In regards to the last part
of this verse, it refers to planting goodness in order to harvest goodness, for
we already know that whatever we reap what we sow.
“A time to slay and a
time to heal, a time to break down and a time to build up.”
(3:2-3)
We must not take “to slay” literally, for the context
of the phrase is to counter balance or correct a negative action. Hence
“slaying” refers to the damage we may cause physically, mentally or emotionally
on us or onto others, and the next phrase has the same meaning and message.
As we mentioned before, life is a learning process
that God wants us to experience as much as we can in order to assimilate goodness
in contrast to wickedness. This may be a painful process because the endure suffering
as a result of living with a negative and destructive approach to life out of
ego’s materialistic fantasies and illusions.

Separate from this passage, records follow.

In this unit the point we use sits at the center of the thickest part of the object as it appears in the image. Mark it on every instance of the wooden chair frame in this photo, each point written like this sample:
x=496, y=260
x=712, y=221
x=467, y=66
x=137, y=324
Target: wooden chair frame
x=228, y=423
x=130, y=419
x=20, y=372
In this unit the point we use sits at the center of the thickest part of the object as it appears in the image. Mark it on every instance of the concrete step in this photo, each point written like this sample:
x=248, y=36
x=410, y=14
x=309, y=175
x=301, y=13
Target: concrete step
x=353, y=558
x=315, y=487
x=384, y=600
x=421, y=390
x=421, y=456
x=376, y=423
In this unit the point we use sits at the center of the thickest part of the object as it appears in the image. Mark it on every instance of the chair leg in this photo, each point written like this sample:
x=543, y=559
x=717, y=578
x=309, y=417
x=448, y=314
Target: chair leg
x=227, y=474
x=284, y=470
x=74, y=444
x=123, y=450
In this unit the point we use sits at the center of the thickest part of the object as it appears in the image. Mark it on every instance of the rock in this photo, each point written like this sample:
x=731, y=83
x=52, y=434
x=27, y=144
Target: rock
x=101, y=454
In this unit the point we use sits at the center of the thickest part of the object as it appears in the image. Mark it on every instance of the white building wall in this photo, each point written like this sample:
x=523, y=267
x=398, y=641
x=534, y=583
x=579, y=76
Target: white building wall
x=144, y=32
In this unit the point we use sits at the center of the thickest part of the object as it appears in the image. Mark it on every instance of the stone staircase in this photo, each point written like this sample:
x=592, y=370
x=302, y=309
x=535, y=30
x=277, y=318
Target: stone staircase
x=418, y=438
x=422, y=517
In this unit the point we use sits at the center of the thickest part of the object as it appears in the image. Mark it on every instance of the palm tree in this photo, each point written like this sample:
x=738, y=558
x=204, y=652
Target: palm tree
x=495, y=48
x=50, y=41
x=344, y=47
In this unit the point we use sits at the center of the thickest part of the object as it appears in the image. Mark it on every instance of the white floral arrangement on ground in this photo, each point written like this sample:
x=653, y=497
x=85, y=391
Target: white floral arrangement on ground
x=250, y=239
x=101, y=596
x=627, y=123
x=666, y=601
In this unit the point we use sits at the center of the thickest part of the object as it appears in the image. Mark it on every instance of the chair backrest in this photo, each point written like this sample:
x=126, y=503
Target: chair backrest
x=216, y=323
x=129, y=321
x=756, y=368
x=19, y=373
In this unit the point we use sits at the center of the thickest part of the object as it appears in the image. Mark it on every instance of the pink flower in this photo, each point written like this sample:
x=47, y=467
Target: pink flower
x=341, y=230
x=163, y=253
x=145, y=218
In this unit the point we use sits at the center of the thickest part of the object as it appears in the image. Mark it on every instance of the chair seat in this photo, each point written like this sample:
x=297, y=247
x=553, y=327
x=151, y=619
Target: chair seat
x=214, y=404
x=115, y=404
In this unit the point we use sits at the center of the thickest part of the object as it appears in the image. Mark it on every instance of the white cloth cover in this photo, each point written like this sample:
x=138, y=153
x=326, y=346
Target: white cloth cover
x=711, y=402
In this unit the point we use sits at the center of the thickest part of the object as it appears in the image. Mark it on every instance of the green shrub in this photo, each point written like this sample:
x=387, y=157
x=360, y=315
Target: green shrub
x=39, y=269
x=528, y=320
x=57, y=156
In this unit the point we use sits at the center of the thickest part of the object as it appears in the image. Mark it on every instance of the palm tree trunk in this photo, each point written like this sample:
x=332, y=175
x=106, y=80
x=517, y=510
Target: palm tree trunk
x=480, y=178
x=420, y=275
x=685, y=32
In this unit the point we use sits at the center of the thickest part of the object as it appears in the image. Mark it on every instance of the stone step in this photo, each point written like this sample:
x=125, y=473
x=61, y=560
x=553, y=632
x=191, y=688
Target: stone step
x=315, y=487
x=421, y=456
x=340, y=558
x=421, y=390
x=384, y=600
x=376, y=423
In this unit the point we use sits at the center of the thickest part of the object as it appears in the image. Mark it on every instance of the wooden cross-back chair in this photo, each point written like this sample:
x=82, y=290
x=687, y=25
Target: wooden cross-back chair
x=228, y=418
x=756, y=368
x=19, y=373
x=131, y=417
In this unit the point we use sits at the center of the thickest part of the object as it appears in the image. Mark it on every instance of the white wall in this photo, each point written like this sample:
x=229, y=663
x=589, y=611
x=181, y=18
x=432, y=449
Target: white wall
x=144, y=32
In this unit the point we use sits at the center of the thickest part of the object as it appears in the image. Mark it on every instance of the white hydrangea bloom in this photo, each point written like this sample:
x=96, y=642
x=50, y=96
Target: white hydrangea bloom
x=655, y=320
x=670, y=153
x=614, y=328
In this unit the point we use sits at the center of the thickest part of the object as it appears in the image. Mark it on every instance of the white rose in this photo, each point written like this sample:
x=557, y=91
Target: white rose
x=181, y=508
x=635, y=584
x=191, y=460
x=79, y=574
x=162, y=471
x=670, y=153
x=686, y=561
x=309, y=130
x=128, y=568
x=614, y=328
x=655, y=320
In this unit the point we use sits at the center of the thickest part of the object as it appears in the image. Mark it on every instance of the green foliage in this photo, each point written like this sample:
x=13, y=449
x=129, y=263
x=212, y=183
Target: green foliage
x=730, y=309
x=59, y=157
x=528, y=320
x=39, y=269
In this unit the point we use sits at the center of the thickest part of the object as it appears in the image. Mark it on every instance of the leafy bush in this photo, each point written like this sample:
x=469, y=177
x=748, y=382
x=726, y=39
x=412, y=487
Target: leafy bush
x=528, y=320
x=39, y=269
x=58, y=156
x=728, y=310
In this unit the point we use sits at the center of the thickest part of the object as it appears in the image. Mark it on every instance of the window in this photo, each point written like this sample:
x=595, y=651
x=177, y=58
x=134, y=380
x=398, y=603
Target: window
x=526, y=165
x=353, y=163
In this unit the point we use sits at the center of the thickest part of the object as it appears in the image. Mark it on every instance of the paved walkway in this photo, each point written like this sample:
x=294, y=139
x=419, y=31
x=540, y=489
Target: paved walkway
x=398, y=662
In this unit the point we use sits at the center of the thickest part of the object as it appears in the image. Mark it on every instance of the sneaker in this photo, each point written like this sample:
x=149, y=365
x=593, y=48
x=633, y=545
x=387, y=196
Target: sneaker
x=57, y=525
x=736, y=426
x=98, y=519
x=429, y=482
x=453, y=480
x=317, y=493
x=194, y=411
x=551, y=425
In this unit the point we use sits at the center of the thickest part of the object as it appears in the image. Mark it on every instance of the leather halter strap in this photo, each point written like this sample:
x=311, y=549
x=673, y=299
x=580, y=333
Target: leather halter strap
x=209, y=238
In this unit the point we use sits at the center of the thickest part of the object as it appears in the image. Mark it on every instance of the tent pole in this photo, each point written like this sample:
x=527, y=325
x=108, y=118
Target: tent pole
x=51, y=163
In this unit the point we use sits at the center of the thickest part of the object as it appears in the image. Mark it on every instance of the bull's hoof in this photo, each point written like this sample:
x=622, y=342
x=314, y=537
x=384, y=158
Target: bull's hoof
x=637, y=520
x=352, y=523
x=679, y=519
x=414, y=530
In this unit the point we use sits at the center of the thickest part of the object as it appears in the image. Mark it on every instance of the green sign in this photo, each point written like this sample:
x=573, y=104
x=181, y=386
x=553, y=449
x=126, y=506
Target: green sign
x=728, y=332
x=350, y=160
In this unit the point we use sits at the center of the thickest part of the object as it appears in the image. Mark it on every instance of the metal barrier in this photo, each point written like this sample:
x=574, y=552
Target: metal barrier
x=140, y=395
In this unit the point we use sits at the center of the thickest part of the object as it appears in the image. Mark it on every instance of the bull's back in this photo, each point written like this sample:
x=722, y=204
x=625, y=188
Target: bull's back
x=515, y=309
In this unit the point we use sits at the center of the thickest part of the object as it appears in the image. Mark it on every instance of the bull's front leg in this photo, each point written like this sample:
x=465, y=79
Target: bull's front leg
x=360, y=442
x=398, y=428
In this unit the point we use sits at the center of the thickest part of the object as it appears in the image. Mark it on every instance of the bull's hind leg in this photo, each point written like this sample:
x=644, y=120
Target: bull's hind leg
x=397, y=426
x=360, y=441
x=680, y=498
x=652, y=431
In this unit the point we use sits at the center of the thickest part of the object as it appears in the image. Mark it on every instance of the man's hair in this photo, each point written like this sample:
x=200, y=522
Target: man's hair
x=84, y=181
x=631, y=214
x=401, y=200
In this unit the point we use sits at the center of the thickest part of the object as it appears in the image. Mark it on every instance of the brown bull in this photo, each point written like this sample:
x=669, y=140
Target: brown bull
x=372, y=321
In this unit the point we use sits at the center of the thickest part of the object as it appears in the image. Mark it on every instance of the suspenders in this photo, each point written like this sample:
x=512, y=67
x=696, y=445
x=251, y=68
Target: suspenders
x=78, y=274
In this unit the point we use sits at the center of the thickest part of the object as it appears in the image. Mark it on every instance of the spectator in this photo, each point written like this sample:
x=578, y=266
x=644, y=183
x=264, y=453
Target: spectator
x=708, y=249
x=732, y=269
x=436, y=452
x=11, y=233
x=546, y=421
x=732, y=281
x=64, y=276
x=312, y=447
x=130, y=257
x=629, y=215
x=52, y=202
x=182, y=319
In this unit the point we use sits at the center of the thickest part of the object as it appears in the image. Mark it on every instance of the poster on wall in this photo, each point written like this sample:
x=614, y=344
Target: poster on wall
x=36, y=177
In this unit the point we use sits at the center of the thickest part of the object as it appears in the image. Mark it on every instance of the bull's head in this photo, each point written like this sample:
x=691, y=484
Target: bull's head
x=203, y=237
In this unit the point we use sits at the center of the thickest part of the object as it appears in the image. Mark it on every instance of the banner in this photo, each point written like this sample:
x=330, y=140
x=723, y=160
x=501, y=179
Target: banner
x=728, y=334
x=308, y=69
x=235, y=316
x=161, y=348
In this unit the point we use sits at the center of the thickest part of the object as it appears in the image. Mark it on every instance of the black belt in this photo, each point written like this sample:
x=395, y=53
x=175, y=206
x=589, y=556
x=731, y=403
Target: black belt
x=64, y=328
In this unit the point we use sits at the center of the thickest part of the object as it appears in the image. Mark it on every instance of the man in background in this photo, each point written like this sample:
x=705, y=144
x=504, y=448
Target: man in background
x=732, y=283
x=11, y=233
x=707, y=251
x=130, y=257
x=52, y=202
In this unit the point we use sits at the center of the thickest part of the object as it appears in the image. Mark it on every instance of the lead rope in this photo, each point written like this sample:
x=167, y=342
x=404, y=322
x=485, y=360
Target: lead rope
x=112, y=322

The Creator also wants us learn
not only from goodness but also from the negative choices He presents before us
in order to choose always goodness in all its forms, ways and expressions.
“Come,
let us return to the Lord, for He has torn us but He has healed us. He has
wounded us but He has bandaged us.” (Hosea 6:1)
“Return,
O faithless sons, I will heal your faithlessness. Behold, we come to You, for
You are the Lord our God.” (Jeremiah 3:22)

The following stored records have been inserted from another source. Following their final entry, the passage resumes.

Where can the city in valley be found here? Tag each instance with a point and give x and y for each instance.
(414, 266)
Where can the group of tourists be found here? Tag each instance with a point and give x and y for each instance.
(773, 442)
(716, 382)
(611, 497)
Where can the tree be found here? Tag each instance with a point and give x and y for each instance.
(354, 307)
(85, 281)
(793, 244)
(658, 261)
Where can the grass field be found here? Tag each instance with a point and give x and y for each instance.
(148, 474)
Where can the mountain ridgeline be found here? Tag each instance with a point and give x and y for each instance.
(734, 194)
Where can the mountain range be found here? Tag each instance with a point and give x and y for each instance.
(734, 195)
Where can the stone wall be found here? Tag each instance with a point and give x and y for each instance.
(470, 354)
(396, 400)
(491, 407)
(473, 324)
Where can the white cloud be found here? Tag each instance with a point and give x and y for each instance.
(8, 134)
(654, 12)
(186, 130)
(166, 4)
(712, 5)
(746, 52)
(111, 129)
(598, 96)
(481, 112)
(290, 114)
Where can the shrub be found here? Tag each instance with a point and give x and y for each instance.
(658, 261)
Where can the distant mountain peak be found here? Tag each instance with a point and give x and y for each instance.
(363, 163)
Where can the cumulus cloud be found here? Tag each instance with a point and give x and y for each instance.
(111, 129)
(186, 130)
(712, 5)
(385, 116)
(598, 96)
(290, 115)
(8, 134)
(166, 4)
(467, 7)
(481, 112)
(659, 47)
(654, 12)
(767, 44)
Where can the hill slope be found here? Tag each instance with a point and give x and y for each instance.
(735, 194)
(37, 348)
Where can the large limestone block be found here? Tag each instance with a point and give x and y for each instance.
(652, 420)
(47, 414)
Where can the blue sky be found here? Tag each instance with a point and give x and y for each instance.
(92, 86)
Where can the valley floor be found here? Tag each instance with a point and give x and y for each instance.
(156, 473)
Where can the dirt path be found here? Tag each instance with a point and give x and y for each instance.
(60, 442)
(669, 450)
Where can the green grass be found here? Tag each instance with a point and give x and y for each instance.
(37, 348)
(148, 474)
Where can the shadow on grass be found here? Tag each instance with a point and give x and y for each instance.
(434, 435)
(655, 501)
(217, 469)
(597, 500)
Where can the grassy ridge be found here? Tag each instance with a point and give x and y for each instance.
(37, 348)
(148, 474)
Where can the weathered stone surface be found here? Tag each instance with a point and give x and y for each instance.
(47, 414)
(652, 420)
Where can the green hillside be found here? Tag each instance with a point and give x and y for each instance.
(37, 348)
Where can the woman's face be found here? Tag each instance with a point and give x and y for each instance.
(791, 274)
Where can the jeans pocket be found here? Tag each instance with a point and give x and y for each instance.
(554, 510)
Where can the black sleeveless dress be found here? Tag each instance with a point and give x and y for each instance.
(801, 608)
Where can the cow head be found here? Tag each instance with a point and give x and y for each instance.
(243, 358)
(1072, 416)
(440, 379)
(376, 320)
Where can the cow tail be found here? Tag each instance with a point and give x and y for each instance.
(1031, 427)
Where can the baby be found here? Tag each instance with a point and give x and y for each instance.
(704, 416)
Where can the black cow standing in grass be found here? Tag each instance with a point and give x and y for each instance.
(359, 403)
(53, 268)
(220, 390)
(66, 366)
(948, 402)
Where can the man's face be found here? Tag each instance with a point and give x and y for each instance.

We can understand this also as a refining and
strengthening journey toward appreciating the expanding qualities of goodness
in human consciousness that God will reveal for us in the Messianic times.
“He
will revive us after two days, [and] He will raise us up on the third day, that
we may live before Him.” (Hosea 6:2)
The prophet Hosea reminds us that after the
destruction of the second Temple of Jerusalem (“one day” for each Temple), God
will appear to us in the Third and eternal Temple for us to live (dwell) before
Him forever. In those Messianic times we will live only to know abundantly our
Creator “as the waters cover the bed of the oceans”.